LA RENAISSANCE… RETROUVAILLES MAJEURES EN SI b !

Il n’y a pas si longtemps, mon ami Léon me propose des retrouvailles visétoises avec nos vieux complices Robert et Jacky…  Oufti ! On ne s’est probablement plus vus depuis trente ans !  Autant dire qu’à l’époque, on avait encore des cheveux et moins de lombalgies.  J’accepte évidemment avec entrain et engouement, c’est sûr qu’on a des choses à partager ! Et surtout une montagne de souvenirs qui nous ramènent droit en 1979 : Aiguillon, Andernos, Nicole, le Parc des Princes, et j’en passe… sans oublier l’Auberge, véritable chapitre festif de notre jeunesse. Une tranche de vie, elle, inoubliable !

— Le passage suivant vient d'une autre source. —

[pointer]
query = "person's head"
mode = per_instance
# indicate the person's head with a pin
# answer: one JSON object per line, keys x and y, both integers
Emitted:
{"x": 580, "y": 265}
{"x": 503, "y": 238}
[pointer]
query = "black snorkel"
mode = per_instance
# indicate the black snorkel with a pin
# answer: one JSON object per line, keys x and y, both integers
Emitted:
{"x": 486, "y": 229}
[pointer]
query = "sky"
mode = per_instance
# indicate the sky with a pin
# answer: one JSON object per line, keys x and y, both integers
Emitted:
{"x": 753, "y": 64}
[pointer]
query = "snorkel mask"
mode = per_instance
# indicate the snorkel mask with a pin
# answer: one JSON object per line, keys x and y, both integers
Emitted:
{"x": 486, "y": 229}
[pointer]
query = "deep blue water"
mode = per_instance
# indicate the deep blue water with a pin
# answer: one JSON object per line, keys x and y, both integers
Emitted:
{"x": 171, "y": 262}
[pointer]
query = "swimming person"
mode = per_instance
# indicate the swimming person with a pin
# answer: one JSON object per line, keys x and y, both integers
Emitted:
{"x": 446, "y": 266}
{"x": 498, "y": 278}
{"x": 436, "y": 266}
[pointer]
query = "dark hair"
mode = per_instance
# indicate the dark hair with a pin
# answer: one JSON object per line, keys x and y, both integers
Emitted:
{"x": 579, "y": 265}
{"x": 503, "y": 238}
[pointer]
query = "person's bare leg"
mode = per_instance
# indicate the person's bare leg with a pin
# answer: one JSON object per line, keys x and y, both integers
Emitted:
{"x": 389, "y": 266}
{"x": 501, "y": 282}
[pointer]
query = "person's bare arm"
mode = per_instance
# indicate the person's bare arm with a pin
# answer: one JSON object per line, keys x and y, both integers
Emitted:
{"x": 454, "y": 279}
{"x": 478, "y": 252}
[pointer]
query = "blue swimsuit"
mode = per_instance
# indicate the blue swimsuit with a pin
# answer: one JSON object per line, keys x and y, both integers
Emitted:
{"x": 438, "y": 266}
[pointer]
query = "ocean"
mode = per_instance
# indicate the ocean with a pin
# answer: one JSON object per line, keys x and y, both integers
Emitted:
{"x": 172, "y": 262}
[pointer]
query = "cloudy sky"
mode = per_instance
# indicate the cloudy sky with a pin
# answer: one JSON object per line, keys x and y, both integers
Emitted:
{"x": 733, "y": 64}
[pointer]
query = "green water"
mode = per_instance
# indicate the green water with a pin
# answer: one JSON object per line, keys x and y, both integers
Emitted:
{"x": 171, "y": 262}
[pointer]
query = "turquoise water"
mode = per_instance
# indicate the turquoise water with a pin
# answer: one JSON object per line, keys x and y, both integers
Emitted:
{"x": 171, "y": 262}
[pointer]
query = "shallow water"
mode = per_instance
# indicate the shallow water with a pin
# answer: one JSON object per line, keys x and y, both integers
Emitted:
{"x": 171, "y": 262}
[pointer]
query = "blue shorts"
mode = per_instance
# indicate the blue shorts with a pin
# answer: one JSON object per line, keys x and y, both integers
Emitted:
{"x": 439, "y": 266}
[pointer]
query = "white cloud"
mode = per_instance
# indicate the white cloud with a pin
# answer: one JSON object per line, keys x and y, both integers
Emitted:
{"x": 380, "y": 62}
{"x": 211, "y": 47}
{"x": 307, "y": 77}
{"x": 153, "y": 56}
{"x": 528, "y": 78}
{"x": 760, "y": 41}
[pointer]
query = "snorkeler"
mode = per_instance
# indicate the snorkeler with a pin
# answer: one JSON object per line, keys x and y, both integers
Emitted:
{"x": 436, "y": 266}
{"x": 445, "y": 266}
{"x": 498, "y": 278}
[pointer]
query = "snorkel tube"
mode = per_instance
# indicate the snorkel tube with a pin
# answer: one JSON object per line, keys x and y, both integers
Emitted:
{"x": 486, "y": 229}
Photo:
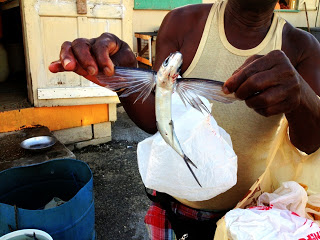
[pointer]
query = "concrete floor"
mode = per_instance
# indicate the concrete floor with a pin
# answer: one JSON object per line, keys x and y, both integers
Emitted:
{"x": 120, "y": 200}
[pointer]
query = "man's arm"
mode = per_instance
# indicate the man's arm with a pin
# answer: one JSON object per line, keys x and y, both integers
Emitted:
{"x": 271, "y": 85}
{"x": 304, "y": 121}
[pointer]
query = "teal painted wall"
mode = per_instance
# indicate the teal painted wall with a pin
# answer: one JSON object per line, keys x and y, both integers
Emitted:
{"x": 162, "y": 4}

Rendez-vous donc à la Brasserie La Renaissance à Visé, fief historique de la Compagnie Royale des Anciens Arquebusiers, rien que ça ! L’institution remonte à 1579, année où Maastricht tombait sous la moustache conquérante de Philippe II, autant dire que niveau longévité, ils battent même les Gaulois d’Astérix.

Après quelques blanchouillards et autres jus de houblon, purement à titre préparatoire, bien sûr, nous passons à table.  La carte est simple, mais sympathique ; les suggestions, elles, font l’unanimité plus vite qu’un toast de mariage.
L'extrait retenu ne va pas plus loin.